Last month the news was filled with reports of a genetically-engineered baby being produced in China by the scientist He Jiankui. It motivated a ton of rightfully angry articles, and the work was described by many as ‘human experimentation’, which, to be fair, it was.
The scientist edited a healthy embryo’s genetics with a technology called CRISPR, with the goal of giving the child resistance to HIV. While this sounds very noble, CRISPR is underdeveloped and nowhere near safe enough for implementation in humans. Nobody really knows what effect this kind of manipulation could have on individuals, or on the species as a whole.
When radioactivity was discovered, for example, it was marketed as a health product, and people were sold radioactive toothpaste, water, and encouraged to get as much radiation in them as possible. The lesson, which seems to have been learnt, is not to rush in to these things. I’m glad about the response the scientific community had, and caution is thoroughly advised when editing something as complex as the genetic code.

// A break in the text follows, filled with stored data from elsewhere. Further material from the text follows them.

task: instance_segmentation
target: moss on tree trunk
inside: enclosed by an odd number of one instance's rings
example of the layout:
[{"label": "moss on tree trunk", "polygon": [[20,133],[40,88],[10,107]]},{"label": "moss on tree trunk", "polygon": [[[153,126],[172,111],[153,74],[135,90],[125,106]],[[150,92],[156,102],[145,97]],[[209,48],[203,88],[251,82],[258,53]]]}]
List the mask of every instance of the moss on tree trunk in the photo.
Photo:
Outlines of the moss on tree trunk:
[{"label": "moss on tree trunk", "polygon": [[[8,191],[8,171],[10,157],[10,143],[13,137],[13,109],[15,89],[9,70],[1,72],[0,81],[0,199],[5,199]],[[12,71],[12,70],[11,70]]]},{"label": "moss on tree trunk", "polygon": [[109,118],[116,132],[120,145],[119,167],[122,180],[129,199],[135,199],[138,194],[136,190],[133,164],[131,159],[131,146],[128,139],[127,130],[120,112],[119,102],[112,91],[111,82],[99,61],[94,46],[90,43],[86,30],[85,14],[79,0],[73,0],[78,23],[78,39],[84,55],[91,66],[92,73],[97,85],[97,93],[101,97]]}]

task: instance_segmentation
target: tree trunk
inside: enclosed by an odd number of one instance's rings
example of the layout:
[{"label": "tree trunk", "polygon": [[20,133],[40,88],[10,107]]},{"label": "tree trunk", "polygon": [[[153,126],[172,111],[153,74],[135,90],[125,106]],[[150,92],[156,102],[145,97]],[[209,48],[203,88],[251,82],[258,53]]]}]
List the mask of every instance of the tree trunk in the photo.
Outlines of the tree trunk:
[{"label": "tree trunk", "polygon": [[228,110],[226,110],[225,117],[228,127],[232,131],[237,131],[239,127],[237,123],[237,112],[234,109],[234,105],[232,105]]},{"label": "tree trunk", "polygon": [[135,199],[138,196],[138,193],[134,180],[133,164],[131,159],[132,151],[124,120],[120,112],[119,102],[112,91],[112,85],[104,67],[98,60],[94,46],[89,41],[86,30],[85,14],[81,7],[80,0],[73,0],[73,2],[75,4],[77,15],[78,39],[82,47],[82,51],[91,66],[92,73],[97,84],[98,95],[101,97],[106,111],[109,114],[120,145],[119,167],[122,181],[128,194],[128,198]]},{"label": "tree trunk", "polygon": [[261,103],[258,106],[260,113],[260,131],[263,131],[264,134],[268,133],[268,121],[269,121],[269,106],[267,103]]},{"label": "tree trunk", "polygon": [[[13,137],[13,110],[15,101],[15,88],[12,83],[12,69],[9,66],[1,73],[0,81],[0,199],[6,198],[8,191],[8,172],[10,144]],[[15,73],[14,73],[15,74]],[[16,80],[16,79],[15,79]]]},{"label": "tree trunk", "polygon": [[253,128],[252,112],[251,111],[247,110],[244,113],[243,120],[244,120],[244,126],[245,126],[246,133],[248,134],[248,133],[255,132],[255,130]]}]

Having said that, with a bit more time to develop, CRISPR has the potential to change human life for the better.
CRISPR is analogous to having a pair of genetic scissors: it can remove certain genes and add others. Genes are the instructions that define who we are, how we look and, to a certain extent, how we behave. They can also deal us bad hands;
We already screen our embryos for disorders such as Down syndrome, and 92% of suspected Down syndrome pregnancies in Europe are terminated. People may protest the inevitable rise of CRISPR as immoral, but ultimately, we want what’s best for our children. As soon as the first genetically engineered child is born to a safe technology, the floodgates burst open – if the neighbour’s child is immune to HIV, why shouldn’t mine be? I’ll also make sure to add in a couple of intelligence boosting genes, and one that makes my son look that little bit more symmetrical in the face and so on.
Before you know it, there’s an atmosphere of competition. Giving our children the best start to life may soon begin by purchasing as many advantageous genes as possible before they’re even born. Instead of comparing private schools, the middle-class parents of the future could be equipping their offspring with a genetic advantage, which has the potential to spawn a grossly stratified, and somewhat terrifying, society.
This dystopian vision is a while off, but regardless, the discussion needs to begin before we fill the world with three-metre-tall superhumans.